Rat von Rabbi Google

Juden in Nigeria
In Nigeria wächst unter den Igbo eine junge jüdische Gemeinde. Ihre Mitglieder vertrauen bei der religiösen Unterweisung vor allem auf das Internet.

Eine erstaunliche religiöse Bewegung fasst in Nigeria Fuß: Immer mehr Mitglieder der ethnischen Gruppe der Igbo treten zum Judentum über. Zu ihnen zählt Emmanuel Ekegbunam, der als Beamter in der Kommunalverwaltung im südlichen Bundesstaat Anamabra arbeitet. 1968 geboren und römisch-katholisch erzogen, fühlte er sich in seiner Jugend zu einer Form des Christentums hingezogen, die als „messianisches Judentum“ bezeichnet wird. Messianische Juden übernehmen viele Symbole des Judentums: die Kippa und den Gebetsmantel, Hebräisch als Gebetssprache, den Samstag als Feiertag, den Sabbat. Doch sie halten an einer zentralen Glaubensüberzeugung des Christentums fest: dass Jesus der Sohn Gottes ist.

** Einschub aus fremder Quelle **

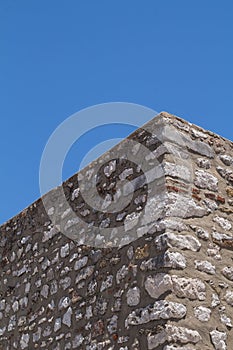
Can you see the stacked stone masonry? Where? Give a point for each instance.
(169, 288)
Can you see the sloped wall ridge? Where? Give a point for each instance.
(159, 277)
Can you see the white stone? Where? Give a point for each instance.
(65, 250)
(228, 272)
(24, 341)
(224, 223)
(229, 297)
(171, 239)
(133, 296)
(206, 180)
(218, 340)
(160, 310)
(80, 263)
(205, 266)
(67, 317)
(173, 334)
(202, 313)
(158, 285)
(191, 288)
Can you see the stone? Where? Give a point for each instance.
(184, 242)
(158, 285)
(66, 320)
(133, 296)
(205, 180)
(218, 340)
(175, 334)
(228, 272)
(202, 313)
(160, 310)
(205, 266)
(191, 288)
(223, 223)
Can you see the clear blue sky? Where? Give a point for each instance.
(57, 57)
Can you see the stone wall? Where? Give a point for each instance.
(160, 277)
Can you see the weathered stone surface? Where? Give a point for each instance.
(202, 313)
(218, 339)
(174, 260)
(205, 266)
(206, 180)
(160, 310)
(173, 334)
(133, 296)
(147, 274)
(180, 286)
(183, 242)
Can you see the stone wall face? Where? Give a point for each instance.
(165, 283)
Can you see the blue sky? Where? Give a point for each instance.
(58, 57)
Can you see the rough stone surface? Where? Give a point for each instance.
(156, 274)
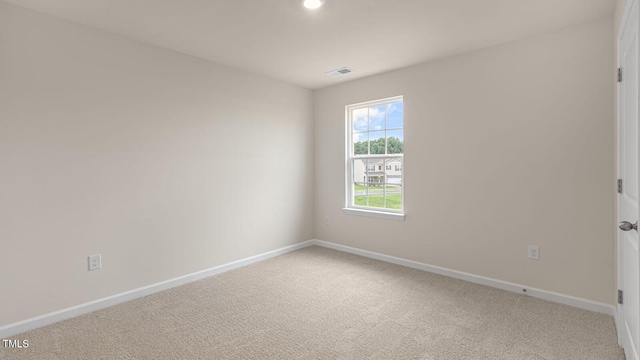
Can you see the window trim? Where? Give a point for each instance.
(350, 208)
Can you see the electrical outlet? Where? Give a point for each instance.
(95, 262)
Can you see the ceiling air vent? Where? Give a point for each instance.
(339, 72)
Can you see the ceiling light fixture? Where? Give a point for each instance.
(312, 4)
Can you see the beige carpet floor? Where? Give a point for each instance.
(317, 303)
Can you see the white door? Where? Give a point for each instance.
(628, 254)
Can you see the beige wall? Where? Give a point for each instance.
(505, 147)
(163, 163)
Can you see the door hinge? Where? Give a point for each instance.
(619, 75)
(619, 186)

Messianische Juden sind überzeugt, dass sie zu den Wurzeln ihres Glaubens zurückkehren, wenn sie ihn praktizieren wie seinerzeit Jesus und so ihm nahe kommen. Diese Vorstellung ist für das etablierte Judentum natürlich nicht akzeptabel. Dort ist man überzeugt, dass die „messianischen Juden“ durch ihr Missionieren und offensives Vorgehen naive und gutgläubige Menschen anlocken, die auf der Suche nach religiöser Wahrheit sind.

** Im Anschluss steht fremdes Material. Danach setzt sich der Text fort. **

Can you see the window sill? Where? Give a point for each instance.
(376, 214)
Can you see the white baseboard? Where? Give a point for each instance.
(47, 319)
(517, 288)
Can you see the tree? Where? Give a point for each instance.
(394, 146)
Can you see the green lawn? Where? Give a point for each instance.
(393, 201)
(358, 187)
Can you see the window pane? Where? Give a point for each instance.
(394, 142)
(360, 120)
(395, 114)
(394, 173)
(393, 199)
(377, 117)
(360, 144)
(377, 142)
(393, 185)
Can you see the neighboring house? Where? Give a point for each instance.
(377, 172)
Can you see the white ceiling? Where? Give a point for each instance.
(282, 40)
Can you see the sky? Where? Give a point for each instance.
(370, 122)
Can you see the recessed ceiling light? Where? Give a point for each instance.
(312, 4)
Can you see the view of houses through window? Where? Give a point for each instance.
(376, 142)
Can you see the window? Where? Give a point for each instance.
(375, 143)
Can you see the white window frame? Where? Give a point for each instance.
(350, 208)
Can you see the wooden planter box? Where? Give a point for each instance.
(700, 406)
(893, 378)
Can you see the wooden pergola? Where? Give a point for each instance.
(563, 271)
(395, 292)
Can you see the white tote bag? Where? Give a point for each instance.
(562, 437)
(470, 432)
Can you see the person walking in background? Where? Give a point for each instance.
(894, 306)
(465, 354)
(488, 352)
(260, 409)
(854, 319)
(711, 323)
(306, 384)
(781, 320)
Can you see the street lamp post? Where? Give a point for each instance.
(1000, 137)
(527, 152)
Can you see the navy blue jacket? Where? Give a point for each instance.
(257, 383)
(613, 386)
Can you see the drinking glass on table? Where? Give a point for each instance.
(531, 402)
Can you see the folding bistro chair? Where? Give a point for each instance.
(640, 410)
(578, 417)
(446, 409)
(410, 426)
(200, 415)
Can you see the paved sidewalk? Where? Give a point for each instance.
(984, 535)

Doch für Emmanuel Ekegbunam war es wie für Tausende andere Nigerianer eine notwendige Phase, die ihn schließlich zu seiner wahren spirituellen Heimat geführt hat: dem Judentum ohne Jesus. Wie sollten christlich erzogene Nigerianer auch zum Judentum finden, wenn Jesu ursprüngliche Religion nicht eine besondere Anziehungskraft für sie hätte? Emmanuel Ekegbunam ist seit 2007 orthodoxer Jude.

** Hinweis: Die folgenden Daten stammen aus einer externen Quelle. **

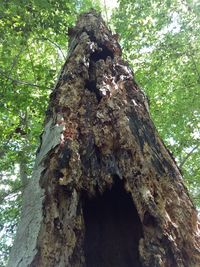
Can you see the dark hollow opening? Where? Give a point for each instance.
(112, 229)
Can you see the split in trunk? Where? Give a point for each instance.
(105, 190)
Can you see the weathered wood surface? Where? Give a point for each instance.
(106, 191)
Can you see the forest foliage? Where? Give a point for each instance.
(161, 42)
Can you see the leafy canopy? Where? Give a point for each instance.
(159, 39)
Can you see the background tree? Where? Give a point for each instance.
(105, 190)
(160, 40)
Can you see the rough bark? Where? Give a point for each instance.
(105, 190)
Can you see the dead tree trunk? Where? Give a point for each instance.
(105, 190)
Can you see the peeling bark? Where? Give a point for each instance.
(106, 191)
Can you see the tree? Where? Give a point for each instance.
(161, 42)
(105, 190)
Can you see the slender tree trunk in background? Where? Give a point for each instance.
(105, 190)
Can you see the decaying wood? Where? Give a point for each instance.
(105, 191)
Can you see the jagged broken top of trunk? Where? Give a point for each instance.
(99, 148)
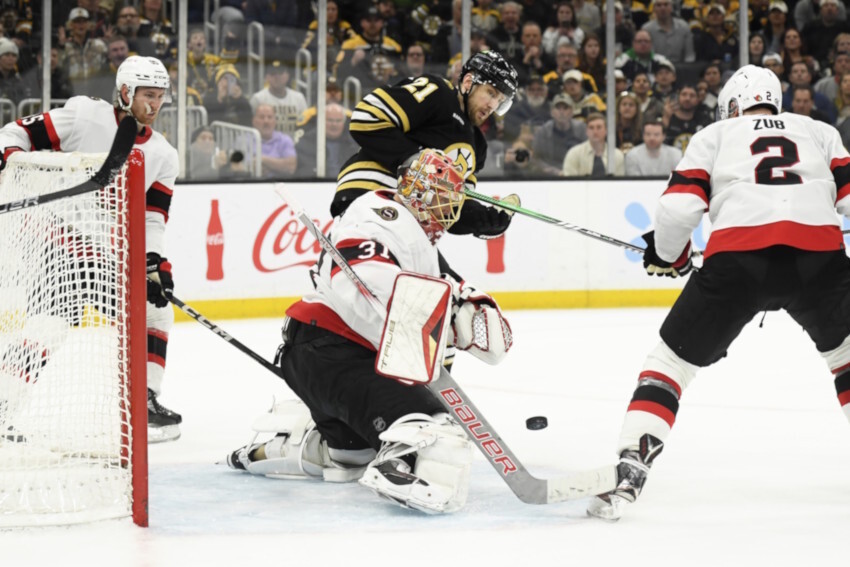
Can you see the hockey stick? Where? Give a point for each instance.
(123, 143)
(525, 486)
(191, 312)
(563, 224)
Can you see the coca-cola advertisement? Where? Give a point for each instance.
(241, 243)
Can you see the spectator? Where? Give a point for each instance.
(777, 22)
(12, 85)
(718, 40)
(556, 137)
(828, 86)
(652, 158)
(339, 31)
(629, 121)
(83, 55)
(671, 36)
(773, 61)
(640, 58)
(414, 60)
(591, 61)
(127, 25)
(664, 88)
(373, 58)
(484, 16)
(339, 145)
(153, 20)
(204, 157)
(803, 103)
(651, 108)
(278, 149)
(800, 76)
(682, 120)
(566, 58)
(583, 101)
(820, 34)
(842, 99)
(531, 111)
(506, 38)
(590, 158)
(563, 28)
(534, 60)
(714, 82)
(202, 64)
(588, 16)
(288, 104)
(447, 43)
(227, 103)
(805, 14)
(624, 29)
(793, 50)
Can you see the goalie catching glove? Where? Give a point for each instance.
(656, 266)
(160, 283)
(478, 326)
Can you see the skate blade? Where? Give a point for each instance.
(163, 434)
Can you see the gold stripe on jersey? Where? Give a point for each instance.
(394, 106)
(364, 165)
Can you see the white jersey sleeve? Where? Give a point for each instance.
(765, 181)
(89, 125)
(379, 238)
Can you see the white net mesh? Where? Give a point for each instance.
(64, 401)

Das nigerianische Judentum insgesamt ist kaum ein Vierteljahrhundert alt. Wie die meisten nigerianischen Juden ist Emmanuel jedoch überzeugt, dass er zum Glauben seiner Vorfahren zurückgekehrt ist. Jüdische Igbo stützen die Behauptung, sie seien Nachfahren der einstigen Israeliten, auf eine Vielzahl von Beweisen bezüglich der Sprache und der Riten. Remy Ilona, der wegen seiner Publikationen im Ausland bekannteste nigerianische Jude, vertritt die These, der Kolonialismus und die damit einhergehende Missionierung in Afrika seien mit einer bewussten „Entjudaisierung“ seines Volkes verbunden gewesen. Die Briten, die Nigeria 1960 in die Unabhängigkeit entließen, hätten den geheimen Plan verfolgt, die israelitischen Wurzeln aus dem Bewusstsein der Igbo zu tilgen, sagt Ilona. „Bei meinen Forschungen habe ich entdeckt, dass mich das, was der Kolonialismus uns aufgezwungen hatte, nichts angeht. So wurde ich Jude.“ Derzeit promoviert er in Judaistik an der Florida International University im US-amerikanischen Miami. 

Unabhängig von ihrer Religion verbindet die Igbo eine schmerzliche Erinnerung mit dem jüdischen Volk: ein Genozid. 1967 begann diese ethnische Gruppe, das drittgrößte Volk Nigerias und überwiegend christlich, einen am Ende gescheiterten Unabhängigkeitskrieg gegen das überwiegend muslimische Militärregime, das damals  das Land regierte. Das Regime verfolgte eine unerbittliche Politik der verbrannten Erde gegen die selbsternannte Nation „Biafra“ im Südosten des Landes. Mehr als eine Million Menschen verloren ihr Leben, die meisten Zivilisten. Die Bilder von hungernden Igbo-Kindern und ihren von Unterernährung aufgeblähten Bäuchen waren ebenso dramatisch wie die von jüdischen Mädchen und Jungen, die während der NS-Zeit von Soldaten zusammengetrieben worden waren. Igbo-Chronisten zogen damals eine direkte Parallele zum Holocaust.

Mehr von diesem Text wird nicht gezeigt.